Hatred is…
Hatred is the anger of the weak. – Alphonse Daudet
This is just begging to be a Co-Parenting 101 Quote of the Day. So very, very true.
There are few people in the world that I hate (or have hated), and in every case, I felt that way because I believed I lacked power to change my circumstances or the circumstances of those I cared about in the face of the object of my hatred. I hate cancer. I was powerless to stop it from killing my mother. I hated my father for some years because I was powerless to make him into the kind of father I deserved, and I thought I was powerless to free myself from the bondage of the past and other things that I couldn’t change. When I finally accepted those things that I couldn’t change, and when I realized that I had the power free myself from the bonds of the past–the hate I felt towards my father disappeared. I wish I could say that boundless waves of love rushed in to replace the hate, but that’s not what happened. What happened is another story for another day…

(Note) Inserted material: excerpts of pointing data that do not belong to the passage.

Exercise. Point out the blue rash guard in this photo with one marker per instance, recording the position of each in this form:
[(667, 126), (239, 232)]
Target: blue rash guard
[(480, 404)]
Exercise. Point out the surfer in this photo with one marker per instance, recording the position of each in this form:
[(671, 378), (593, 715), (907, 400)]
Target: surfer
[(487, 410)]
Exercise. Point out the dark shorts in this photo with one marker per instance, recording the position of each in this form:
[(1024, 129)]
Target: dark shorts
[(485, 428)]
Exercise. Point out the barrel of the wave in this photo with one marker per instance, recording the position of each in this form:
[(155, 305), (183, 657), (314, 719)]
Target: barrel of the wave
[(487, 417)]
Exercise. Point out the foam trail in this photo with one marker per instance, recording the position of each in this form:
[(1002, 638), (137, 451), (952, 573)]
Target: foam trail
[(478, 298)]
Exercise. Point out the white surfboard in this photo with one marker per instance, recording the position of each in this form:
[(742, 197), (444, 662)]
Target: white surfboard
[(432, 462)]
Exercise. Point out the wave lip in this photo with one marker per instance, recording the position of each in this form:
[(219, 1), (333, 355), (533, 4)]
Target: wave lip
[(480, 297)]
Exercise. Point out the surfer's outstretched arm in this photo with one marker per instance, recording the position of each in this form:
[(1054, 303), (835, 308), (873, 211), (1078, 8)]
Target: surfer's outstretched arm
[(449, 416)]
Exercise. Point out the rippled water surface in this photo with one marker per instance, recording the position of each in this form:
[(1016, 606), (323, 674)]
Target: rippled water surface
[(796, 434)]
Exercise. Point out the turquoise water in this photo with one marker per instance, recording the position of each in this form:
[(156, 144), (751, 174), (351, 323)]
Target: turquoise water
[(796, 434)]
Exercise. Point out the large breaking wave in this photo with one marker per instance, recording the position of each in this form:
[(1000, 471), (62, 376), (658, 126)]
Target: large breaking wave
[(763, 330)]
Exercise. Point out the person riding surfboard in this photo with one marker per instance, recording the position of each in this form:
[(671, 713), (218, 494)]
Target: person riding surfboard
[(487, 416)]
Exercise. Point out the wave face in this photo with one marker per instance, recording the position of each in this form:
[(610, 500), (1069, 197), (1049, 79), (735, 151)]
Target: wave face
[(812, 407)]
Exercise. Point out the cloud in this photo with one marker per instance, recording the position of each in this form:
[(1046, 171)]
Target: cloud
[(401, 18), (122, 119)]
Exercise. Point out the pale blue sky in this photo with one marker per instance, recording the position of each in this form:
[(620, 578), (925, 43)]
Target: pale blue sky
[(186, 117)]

The same is true for other “hates” I have known. Folks talk about “hating” as a euphemism for being jealous of someone’s possessions, social standing, or accomplishments. That’s never been my issue. I hate when I feel powerless to protect me and mine. I hate when I feel powerless to affect change that I feel is necessary. This is why I think this is such a good quote for co-parents. When kids live in two households, the issues of protection, well-being, control, and change loom larger than ever in the fallout of a break up between ex-partners who are at odds–if not all-out war–with each other. But I’m-a stop now, and save that post for Co-Parenting 101!

January 12th, 2010 at 3:02 pm
I love that quote. I’m trying to overcome my hatred for my father. I only recently realized I even felt this way.
Great post.
January 12th, 2010 at 6:48 pm
Hey, AnonyMiss,
It wasn’t until I became a parent myself that I was able to let go of the hatred I had for my father. Something shifted when my oldest daughter was born, plus I felt the hate eating at me–as hate always harms the hater as much as harms, even more than it harms, or even instead of harming the person to whom it is directed. Hating my father was an anchor around my neck, and I had to let it go or let it drag me under.
In 1999, I wrote my dad a letter releasing the hate and forgiving him, even though he hadn’t ever asked for forgiveness. Still, it took another decade almost, and the death of my mother, that finally freed me of the hatred I felt towards him.
I wish you much peace as you move forward.